Hospital Faces Religious Discrimination Claims for Firing Vegan Employee Who Refused a Flu Shot

by Kim Stanger, Holland & Hart LLP

Cincinnati Children's Hospital, like many others around the nation, has adopted a policy requiring employees to get a flu shot. A federal court in Ohio just decided that the religious discrimination lawsuit brought by a vegan employee should go forward, at least for now. The ruling allows former employee, Sakile Chenzira, to proceed with her case against the Hospital alleging that the Hospital discriminated against her based on her religious beliefs when it discharged her for refusing a flu vaccination. Chenzira v. Cincinnati Children's Hosp. Med. Ctr., No. 1:11-CV-00917 (S.D. Ohio Dec. 27, 2012).

Refusing vaccine leads to termination. Chenzira had worked as a customer service representative for the Hospital for more than ten years. As a practicing vegan, Chenzira does not ingest any animal or animal by-products. Chenzira claims that prior to 2010, the Hospital accommodated her request not to receive flu vaccinations because they contained animal by-products. In December of 2010, however, the Hospital terminated Chenzira for refusing the flu vaccine.

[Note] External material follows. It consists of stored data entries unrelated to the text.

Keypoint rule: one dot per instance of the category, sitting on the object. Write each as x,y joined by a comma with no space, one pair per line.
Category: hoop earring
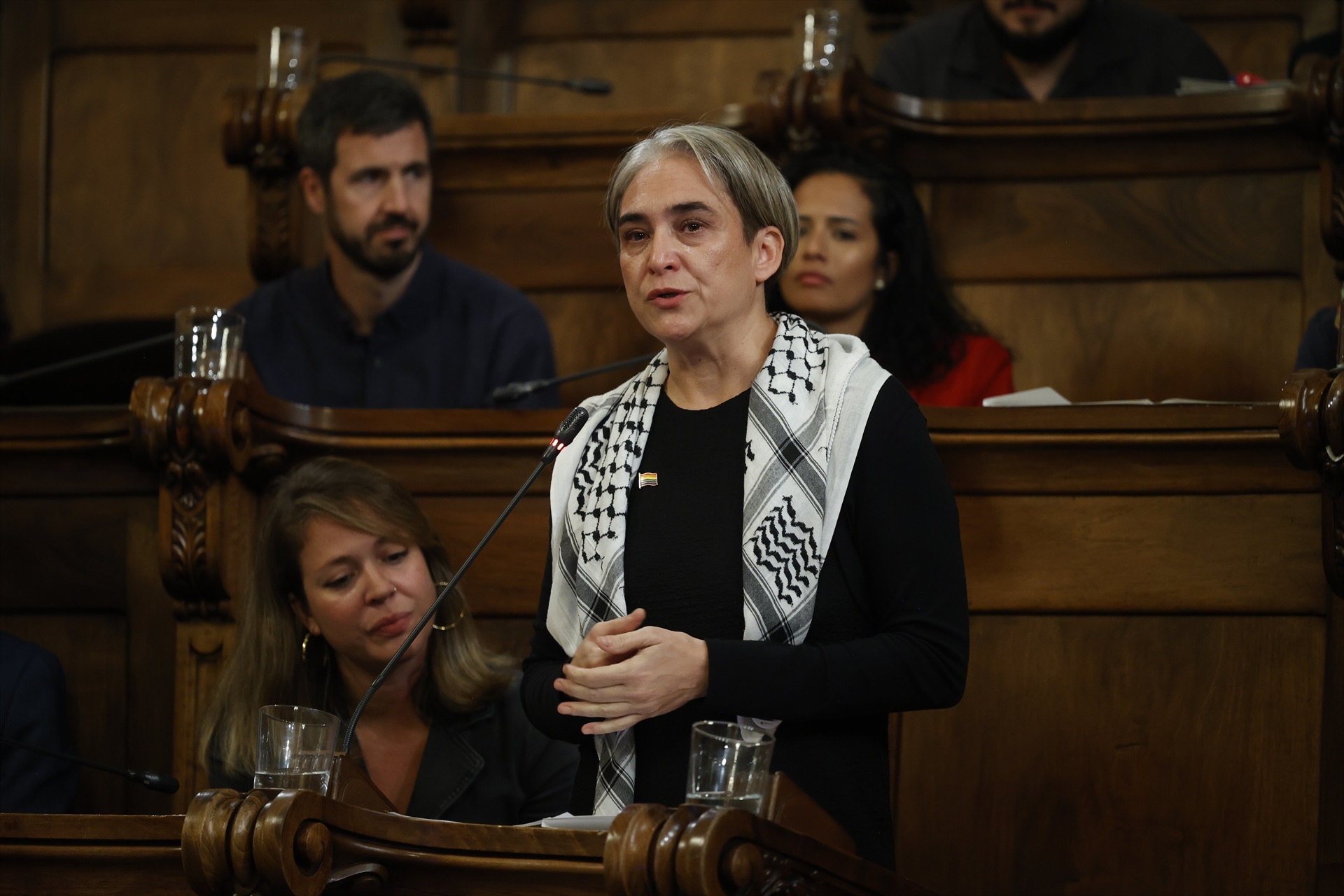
454,624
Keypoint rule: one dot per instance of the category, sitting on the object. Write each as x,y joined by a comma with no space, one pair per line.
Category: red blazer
984,370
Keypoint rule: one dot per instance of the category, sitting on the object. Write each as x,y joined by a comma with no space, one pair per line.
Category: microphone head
592,86
565,434
570,428
163,783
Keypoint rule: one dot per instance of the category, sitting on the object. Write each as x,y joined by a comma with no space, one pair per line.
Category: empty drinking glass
295,748
730,766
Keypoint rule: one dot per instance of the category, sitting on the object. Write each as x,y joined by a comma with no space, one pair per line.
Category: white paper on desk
1046,397
580,822
1043,397
568,821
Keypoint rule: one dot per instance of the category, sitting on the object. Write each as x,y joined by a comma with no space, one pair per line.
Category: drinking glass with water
295,748
730,766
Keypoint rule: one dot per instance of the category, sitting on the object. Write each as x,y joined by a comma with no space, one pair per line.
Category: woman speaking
755,526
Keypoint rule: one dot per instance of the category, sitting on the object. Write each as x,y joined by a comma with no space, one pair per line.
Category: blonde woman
346,564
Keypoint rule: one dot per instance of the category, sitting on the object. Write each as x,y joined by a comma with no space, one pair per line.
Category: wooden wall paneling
92,648
202,649
1097,554
24,85
122,203
699,74
1226,339
152,26
505,580
112,292
1081,464
1120,229
624,19
590,330
151,636
1092,752
61,555
514,237
1261,45
1320,286
507,634
1331,843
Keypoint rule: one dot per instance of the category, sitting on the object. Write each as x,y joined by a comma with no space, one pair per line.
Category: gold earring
454,624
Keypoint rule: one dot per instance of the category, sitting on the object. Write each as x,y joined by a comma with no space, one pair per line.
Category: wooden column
1312,431
261,134
198,434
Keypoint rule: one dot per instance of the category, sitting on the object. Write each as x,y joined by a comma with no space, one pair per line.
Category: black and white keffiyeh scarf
806,419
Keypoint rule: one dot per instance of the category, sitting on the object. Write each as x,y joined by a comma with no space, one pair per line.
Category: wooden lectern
304,844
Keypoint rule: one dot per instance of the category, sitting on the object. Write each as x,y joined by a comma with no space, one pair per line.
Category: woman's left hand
667,671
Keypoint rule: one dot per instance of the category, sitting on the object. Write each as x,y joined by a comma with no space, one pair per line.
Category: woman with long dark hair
864,266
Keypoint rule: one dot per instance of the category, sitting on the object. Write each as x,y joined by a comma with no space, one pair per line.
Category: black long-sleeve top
889,633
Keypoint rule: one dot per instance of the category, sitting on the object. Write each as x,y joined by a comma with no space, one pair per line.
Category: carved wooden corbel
797,112
694,850
267,840
197,433
261,134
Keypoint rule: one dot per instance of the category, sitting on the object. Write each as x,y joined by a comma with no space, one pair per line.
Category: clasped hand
622,673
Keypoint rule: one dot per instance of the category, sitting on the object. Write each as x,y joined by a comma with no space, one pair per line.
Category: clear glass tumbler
730,766
210,343
286,57
295,748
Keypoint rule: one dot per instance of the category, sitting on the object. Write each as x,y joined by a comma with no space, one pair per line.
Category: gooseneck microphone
515,391
564,435
590,86
152,780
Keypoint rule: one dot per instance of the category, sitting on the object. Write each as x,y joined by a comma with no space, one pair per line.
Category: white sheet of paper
580,822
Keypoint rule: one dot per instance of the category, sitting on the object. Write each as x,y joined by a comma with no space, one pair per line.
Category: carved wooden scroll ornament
261,134
692,850
197,433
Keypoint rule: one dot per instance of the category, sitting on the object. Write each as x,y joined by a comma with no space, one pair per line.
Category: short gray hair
732,163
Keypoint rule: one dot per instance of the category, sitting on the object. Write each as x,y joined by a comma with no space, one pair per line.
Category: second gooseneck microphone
564,435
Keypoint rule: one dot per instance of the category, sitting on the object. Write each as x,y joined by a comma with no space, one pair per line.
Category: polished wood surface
90,855
78,577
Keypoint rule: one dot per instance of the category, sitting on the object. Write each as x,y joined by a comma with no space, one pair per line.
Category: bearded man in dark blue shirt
386,321
1044,50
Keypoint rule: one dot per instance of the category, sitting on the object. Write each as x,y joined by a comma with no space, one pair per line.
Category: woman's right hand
590,656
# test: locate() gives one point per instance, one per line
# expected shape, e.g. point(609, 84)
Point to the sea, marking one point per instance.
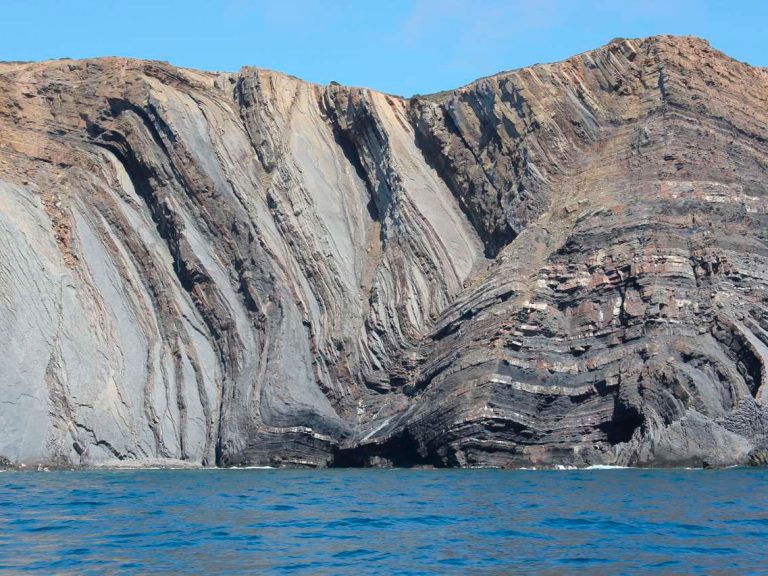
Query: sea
point(373, 521)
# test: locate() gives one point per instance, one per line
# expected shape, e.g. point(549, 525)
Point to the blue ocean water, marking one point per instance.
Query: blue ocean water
point(384, 522)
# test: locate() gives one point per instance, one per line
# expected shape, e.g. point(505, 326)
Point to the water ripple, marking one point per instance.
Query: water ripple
point(384, 522)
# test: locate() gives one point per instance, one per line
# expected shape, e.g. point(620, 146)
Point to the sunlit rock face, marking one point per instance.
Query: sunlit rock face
point(561, 265)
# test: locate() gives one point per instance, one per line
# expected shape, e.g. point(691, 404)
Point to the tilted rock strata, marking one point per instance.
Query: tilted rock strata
point(564, 264)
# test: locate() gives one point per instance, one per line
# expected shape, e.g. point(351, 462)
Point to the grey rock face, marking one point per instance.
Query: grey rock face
point(560, 265)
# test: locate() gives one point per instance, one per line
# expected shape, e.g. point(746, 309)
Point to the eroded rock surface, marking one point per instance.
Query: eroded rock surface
point(560, 265)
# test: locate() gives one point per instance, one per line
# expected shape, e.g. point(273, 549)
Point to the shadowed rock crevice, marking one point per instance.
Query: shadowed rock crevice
point(560, 265)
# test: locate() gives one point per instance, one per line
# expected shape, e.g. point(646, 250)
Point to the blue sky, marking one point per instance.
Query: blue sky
point(399, 46)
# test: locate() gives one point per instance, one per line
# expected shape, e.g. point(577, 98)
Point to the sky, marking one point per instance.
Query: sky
point(402, 47)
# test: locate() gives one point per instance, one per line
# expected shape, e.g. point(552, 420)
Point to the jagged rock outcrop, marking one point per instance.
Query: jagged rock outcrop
point(564, 264)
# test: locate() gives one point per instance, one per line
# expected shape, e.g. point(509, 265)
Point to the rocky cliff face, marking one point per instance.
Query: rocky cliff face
point(564, 264)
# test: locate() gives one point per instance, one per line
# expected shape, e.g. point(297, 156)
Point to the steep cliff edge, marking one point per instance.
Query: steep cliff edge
point(564, 264)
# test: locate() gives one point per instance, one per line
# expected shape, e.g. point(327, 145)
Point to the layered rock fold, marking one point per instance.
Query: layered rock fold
point(560, 265)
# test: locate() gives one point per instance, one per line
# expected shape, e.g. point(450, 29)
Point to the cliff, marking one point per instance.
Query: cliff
point(561, 265)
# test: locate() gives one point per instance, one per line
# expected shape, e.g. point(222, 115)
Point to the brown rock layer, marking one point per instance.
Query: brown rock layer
point(564, 264)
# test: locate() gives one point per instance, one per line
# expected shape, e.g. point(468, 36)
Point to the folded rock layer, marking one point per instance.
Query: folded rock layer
point(561, 265)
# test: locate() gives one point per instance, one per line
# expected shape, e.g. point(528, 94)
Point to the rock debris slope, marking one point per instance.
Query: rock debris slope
point(560, 265)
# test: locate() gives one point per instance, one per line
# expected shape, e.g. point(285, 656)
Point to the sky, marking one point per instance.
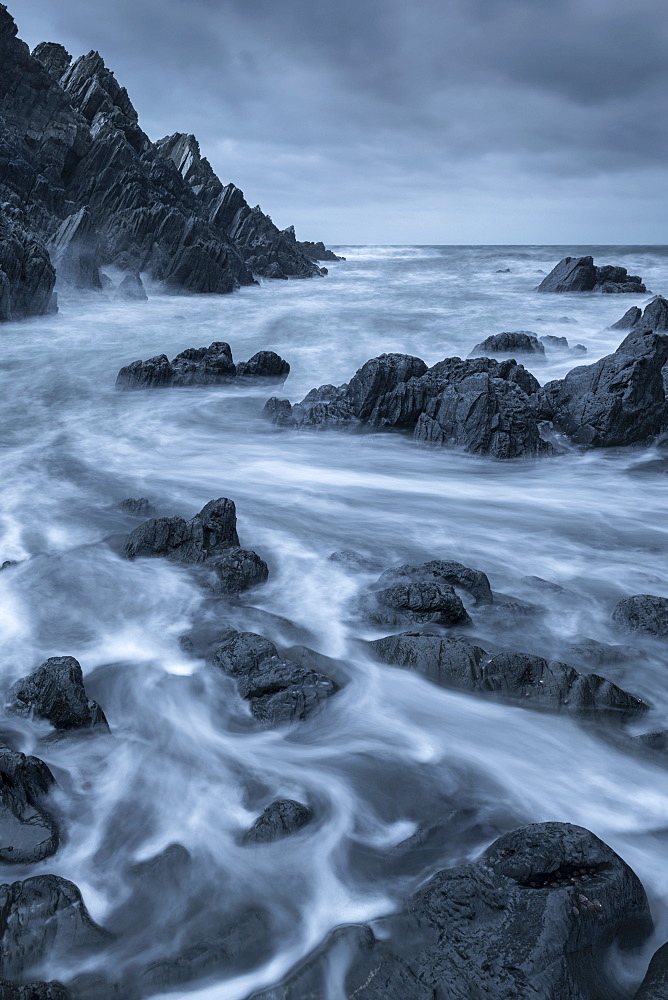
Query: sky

Vegan Files Lawsuit Alleging Religious Discrimination and Wrongful Discharge. Chenzira alleges that the Hospital discharged her based on her religious and philosophical convictions as a vegan. She filed a lawsuit in federal court in Ohio asserting three claims, including religious discrimination in violation of Title VII of the Civil Rights Act of 1964.

Hospital Argues Veganism is Not a Protected Religion. The Hospital asked the Court to dismiss Chenzira's claims in their entirety. As to the religious discrimination claims, the Hospital argued that veganism is not a religion and therefore, cannot be the basis for a discrimination claim. In the Hospital's view, veganism is a dietary preference or social philosophy. In fact, it found no other cases in which veganism was the basis for a religious discrimination claim. Chenzira, however, argued that her vegan practice constituted a moral and ethical belief that she sincerely held with the strength of traditional religious views. On a motion to dismiss, Chenzira was not required to "prove" her case, but only allege a claim that was plausible on its face. The Court ruled that it was plausible that Chenzira could believe in veganism to the extent necessary to equate to a traditional religious belief. The Court denied the Hospital's request to throw out the religious discrimination claims.

Defense of Religious Discrimination Claims Will Proceed. The Hospital may have lost the first battle on the religious discrimination claims but it hasn't lost the war. Chenzira must actually establish that her belief in vegan practices rises to the level of a traditional religious belief. In addition, as the Court pointed out, the Hospital may justify its termination of Chenzira based on patient safety or other overriding reasons. The Court's ruling, however, keeps Chenzira's religious discrimination claims based on her veganism alive – at least for now.Hospitals and other health care employers have regularly defeated employee lawsuits challenging mandatory immunization policies, primarily because the employers have carefully crafted those policies to recognize religious and disability-based exceptions. We will continue to watch the Cincinnati Children's case and let you know if veganism gets a shot in the arm from this federal court.